Your processing of incoming traffic in no way affects outgoing email from your web server. What I’m trying to illustrate is that other email server operators will view email coming from a broadband pool of IPs (which your web server will have when hosted at home) as suspicious and high risk, in the same way you are (correctly) treating traffic coming from amazon ec2 which is unlikely to be legitimate visitors.

There are boatloads of legitimate services – such as many folks browsing the web on kindles – that use the IAAS to serve legitimate uses.

I’ll note that in general recent versions of Microsoft’s web stack have been more secure and just as if not more reliable than comparable non-microsoft options. Apache is the old, dated kid on the block who has a broken security model in 2014.

Just a quick reply, to say thanks for sharing, and acknowledge that I have read them,
I think , even if I do start a “home server”, especially for my e-mail, I would keep using the paid hosting I use,
For me that is importan that it is reliable.

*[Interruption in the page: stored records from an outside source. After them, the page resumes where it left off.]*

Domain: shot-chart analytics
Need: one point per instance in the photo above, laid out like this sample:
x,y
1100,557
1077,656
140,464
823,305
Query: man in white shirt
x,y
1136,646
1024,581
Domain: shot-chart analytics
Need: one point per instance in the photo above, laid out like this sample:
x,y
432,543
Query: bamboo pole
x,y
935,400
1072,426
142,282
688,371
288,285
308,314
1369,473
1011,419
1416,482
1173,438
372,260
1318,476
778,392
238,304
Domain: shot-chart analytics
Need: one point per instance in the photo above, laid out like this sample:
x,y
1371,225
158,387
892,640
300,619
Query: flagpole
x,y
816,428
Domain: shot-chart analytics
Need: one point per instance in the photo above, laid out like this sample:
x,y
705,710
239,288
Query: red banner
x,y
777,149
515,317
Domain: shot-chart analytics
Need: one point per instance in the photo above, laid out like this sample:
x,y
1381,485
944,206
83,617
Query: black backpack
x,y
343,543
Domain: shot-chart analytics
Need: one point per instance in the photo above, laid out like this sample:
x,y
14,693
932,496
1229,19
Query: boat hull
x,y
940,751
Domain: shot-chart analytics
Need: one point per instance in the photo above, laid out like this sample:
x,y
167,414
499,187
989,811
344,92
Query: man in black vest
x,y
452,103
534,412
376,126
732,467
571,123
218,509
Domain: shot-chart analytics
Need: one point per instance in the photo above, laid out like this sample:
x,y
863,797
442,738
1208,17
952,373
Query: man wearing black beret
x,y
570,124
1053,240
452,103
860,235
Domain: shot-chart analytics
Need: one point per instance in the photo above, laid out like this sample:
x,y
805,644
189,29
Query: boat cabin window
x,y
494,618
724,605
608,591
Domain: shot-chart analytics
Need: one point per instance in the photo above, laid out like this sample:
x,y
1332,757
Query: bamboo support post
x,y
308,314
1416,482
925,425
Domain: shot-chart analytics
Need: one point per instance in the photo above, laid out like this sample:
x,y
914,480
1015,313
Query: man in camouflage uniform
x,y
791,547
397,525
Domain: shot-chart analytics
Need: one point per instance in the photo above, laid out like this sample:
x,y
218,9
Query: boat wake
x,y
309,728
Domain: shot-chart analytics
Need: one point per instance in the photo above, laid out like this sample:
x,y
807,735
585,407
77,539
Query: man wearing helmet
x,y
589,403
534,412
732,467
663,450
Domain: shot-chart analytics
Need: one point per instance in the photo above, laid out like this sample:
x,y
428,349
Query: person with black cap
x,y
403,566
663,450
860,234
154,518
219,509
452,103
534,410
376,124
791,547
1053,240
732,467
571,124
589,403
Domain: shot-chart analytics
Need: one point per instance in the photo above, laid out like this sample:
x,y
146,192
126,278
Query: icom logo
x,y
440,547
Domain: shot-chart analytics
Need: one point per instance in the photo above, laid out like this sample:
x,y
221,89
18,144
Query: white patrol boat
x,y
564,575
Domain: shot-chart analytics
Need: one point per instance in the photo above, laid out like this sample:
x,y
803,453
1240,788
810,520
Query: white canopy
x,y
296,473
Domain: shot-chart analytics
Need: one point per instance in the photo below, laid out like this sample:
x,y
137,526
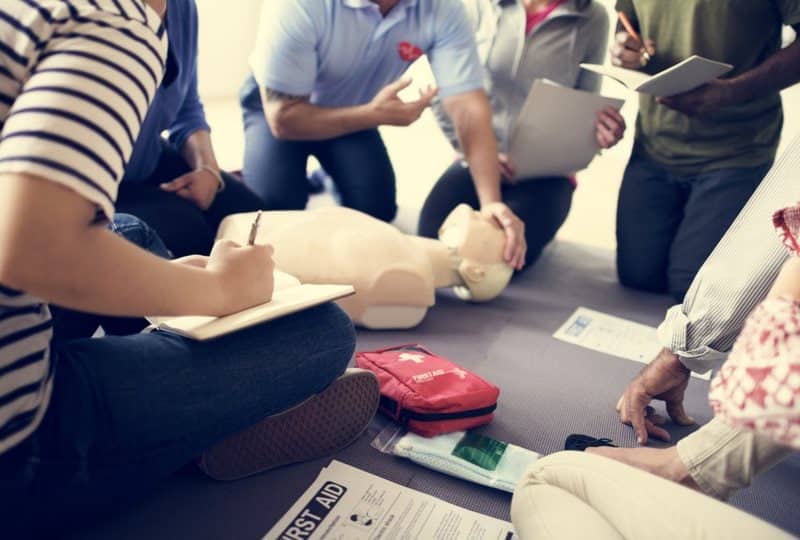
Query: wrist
x,y
672,361
216,172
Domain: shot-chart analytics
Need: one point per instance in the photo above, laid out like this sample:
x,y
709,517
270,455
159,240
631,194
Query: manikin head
x,y
478,243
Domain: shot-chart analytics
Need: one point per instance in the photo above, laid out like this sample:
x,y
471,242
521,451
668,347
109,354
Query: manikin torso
x,y
395,275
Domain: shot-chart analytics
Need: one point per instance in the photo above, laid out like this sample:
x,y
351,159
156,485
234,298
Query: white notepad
x,y
687,75
290,296
555,131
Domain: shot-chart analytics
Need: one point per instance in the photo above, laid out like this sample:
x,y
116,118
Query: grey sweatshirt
x,y
577,31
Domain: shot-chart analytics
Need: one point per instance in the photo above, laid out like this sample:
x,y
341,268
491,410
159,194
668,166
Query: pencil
x,y
626,22
254,229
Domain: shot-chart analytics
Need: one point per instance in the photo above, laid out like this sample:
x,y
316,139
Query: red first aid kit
x,y
428,393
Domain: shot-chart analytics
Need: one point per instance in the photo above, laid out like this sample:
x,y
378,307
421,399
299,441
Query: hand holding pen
x,y
629,49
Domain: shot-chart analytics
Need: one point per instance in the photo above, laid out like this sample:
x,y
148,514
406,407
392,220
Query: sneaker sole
x,y
317,427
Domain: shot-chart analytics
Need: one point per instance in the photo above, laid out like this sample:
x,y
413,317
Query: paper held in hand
x,y
684,76
555,132
289,296
345,503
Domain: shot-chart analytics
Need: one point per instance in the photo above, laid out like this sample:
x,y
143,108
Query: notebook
x,y
555,131
684,76
289,296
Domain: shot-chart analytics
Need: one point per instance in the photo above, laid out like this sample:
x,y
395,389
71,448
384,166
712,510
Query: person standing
x,y
520,41
175,184
89,422
700,155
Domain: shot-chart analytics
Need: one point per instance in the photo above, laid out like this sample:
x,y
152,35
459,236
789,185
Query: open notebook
x,y
555,131
684,76
289,297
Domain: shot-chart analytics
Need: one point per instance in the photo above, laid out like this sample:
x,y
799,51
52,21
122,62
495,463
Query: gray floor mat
x,y
549,390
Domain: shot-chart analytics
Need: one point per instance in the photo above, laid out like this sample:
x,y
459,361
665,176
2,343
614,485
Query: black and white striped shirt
x,y
76,78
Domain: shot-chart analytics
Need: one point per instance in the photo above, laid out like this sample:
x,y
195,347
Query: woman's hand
x,y
610,127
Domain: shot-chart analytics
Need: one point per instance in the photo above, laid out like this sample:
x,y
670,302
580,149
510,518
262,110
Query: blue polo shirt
x,y
342,52
176,107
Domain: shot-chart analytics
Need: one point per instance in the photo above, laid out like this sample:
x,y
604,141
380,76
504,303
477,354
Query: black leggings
x,y
542,203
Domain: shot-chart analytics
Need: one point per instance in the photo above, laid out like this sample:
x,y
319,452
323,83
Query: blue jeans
x,y
668,224
275,169
128,411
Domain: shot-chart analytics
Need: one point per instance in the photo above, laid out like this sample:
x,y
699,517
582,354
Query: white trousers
x,y
577,495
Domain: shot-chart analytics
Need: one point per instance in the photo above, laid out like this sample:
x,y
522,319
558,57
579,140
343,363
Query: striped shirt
x,y
737,275
76,78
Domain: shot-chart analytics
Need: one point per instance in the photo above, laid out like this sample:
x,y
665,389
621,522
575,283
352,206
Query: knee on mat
x,y
336,335
382,210
140,233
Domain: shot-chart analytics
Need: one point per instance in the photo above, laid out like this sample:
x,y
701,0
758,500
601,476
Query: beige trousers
x,y
723,460
578,495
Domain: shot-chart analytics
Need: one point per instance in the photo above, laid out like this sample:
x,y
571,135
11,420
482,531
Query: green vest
x,y
743,33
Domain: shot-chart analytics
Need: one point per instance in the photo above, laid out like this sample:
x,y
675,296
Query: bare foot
x,y
662,462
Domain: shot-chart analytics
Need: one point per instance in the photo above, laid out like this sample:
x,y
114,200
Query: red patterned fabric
x,y
787,223
758,388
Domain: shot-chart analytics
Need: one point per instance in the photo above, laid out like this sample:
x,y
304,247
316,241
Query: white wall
x,y
226,37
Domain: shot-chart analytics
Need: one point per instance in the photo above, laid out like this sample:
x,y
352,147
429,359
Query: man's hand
x,y
514,229
665,378
610,127
507,169
245,273
393,111
198,186
629,53
701,101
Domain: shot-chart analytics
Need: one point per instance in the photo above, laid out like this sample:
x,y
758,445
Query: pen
x,y
254,229
626,22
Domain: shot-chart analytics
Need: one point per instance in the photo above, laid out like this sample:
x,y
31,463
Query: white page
x,y
687,75
346,503
630,78
613,335
555,132
684,76
422,78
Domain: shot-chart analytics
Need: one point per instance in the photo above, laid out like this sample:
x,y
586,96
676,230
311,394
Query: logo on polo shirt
x,y
408,51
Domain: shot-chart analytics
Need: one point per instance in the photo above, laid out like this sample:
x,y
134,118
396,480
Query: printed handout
x,y
612,335
346,503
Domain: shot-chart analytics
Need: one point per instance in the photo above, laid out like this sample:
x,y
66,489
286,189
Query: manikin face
x,y
478,241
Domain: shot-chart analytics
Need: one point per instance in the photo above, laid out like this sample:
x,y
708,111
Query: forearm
x,y
297,119
720,299
198,151
787,283
777,72
48,249
472,118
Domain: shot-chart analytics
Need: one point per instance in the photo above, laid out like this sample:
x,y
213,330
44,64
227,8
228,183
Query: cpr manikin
x,y
394,274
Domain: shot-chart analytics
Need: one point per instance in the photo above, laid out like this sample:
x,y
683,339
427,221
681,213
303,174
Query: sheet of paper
x,y
555,132
345,503
612,335
684,76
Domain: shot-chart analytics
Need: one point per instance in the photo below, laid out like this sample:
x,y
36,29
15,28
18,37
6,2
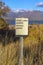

After all is said it would not do any harm to try it out and it could be an interesting project for you. From what I remember you need some DNS settings so the users can find you and there are some companies around which will provide them free - I can not remember the one I was recommended when I was looking to do my own storage server a couple of years ago.

You could also use it as your personal cloud storage - again I can not remember the name but there is some software based on torrent? which allows you to setup a cloud type system.

Why do you say that? On Apache’s own web site it says that exploits are generally down to the add on code running on it rather than the server itself.